Bug #88395 fulltext boolean mode with mecab don't work as manual(builtin parser).
Submitted: 8 Nov 2017 3:41 Modified: 8 Nov 2017 6:23
Reporter: Meiji Kimura Email Updates:
Status: Verified Impact on me:
None 
Category:MySQL Server: FULLTEXT search Severity:S2 (Serious)
Version:5.7, 5.7.20 OS:Any
Assigned to: CPU Architecture:Any
Tags: MeCab

[8 Nov 2017 3:41] Meiji Kimura
Description:
MySQL 5.7 introduce mecab & ngram parser.

But fulltext search with mecab, don't work as manual(=builtin parser).
The manual said as belows, but match "some noise words" with mecab.
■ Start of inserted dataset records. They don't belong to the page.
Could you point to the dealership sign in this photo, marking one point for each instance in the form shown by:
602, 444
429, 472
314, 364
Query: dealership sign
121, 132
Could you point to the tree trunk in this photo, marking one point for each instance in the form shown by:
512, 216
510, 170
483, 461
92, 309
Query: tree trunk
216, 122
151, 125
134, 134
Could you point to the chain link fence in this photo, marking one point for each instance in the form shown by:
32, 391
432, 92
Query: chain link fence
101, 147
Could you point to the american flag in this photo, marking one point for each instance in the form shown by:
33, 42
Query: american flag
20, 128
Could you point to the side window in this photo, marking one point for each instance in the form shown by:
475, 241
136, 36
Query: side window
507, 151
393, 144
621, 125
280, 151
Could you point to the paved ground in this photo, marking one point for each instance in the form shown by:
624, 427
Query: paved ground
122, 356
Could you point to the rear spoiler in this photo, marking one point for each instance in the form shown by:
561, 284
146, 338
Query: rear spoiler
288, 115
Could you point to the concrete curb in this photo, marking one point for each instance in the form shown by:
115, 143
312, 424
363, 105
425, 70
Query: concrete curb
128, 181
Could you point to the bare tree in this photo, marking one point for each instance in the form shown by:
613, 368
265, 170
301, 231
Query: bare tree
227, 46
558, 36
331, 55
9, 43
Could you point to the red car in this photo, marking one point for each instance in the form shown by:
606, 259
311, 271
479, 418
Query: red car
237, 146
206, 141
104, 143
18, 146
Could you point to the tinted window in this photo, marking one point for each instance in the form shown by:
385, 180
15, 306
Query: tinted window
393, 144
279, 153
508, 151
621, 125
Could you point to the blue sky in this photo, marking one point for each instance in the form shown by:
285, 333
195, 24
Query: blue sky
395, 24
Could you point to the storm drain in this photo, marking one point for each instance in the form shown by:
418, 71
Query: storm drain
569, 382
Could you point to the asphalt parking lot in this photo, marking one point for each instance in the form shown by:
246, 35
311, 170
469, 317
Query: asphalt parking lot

https://dev.mysql.com/doc/refman/5.7/en/fulltext-boolean.html

 '"some words"'

Find rows that contain the exact phrase “some words” (for example, rows that contain “some words of wisdom” but not “some noise words”). Note that the " characters that enclose the phrase are operator characters that delimit the phrase. They are not the quotation marks that enclose the search string itself. 

How to repeat:
(1) builtin parser works as manual.

drop table if exists `searches`;
CREATE TABLE `searches` (
 `id` bigint(20) unsigned NOT NULL AUTO_INCREMENT,
 `search_description` mediumtext NOT NULL,
 PRIMARY KEY (`id`),
 FULLTEXT KEY `idx_desc` (`search_description`)
) ENGINE=InnoDB DEFAULT CHARSET=utf8mb4;

insert into searches values(1 ,'some words of wisdom'),(2, 'some noise words'),(3, 'some, words of wisdom'),(4, 'words, some people'),(5, 'words, erros from some people');

select id,search_description from searches where match (search_description) against ('"some words"' in boolean mode); 

+----+-----------------------+
| id | search_description    |
+----+-----------------------+
|  1 | some words of wisdom  |
|  3 | some, words of wisdom |
+----+-----------------------+
2 rows in set (0.01 sec)

(2) mecab parser don't work as manual.
drop table if exists `searches2`;
CREATE TABLE `searches2` (
 `id` bigint(20) unsigned NOT NULL AUTO_INCREMENT,
 `search_description` mediumtext NOT NULL,
 PRIMARY KEY (`id`),
 FULLTEXT KEY `idx_desc` (`search_description`) /*!50100 WITH PARSER `mecab` */
) ENGINE=InnoDB DEFAULT CHARSET=utf8mb4;

insert into searches2 values(1 ,'some words of wisdom'),(2, 'some noise words'),(3, 'some, words of wisdom'),(4, 'words, some people'),(5, 'words, erros from some people');

select id,search_description from searches2 where match (search_description) against ('"some words"' in boolean mode); 
+----+-----------------------+
| id | search_description    |
+----+-----------------------+
|  1 | some words of wisdom  |
|  2 | some noise words      |
|  3 | some, words of wisdom |
+----+-----------------------+
3 rows in set (0.02 sec)

Suggested fix:
Modify fulltext search with mecab to keep compatibility.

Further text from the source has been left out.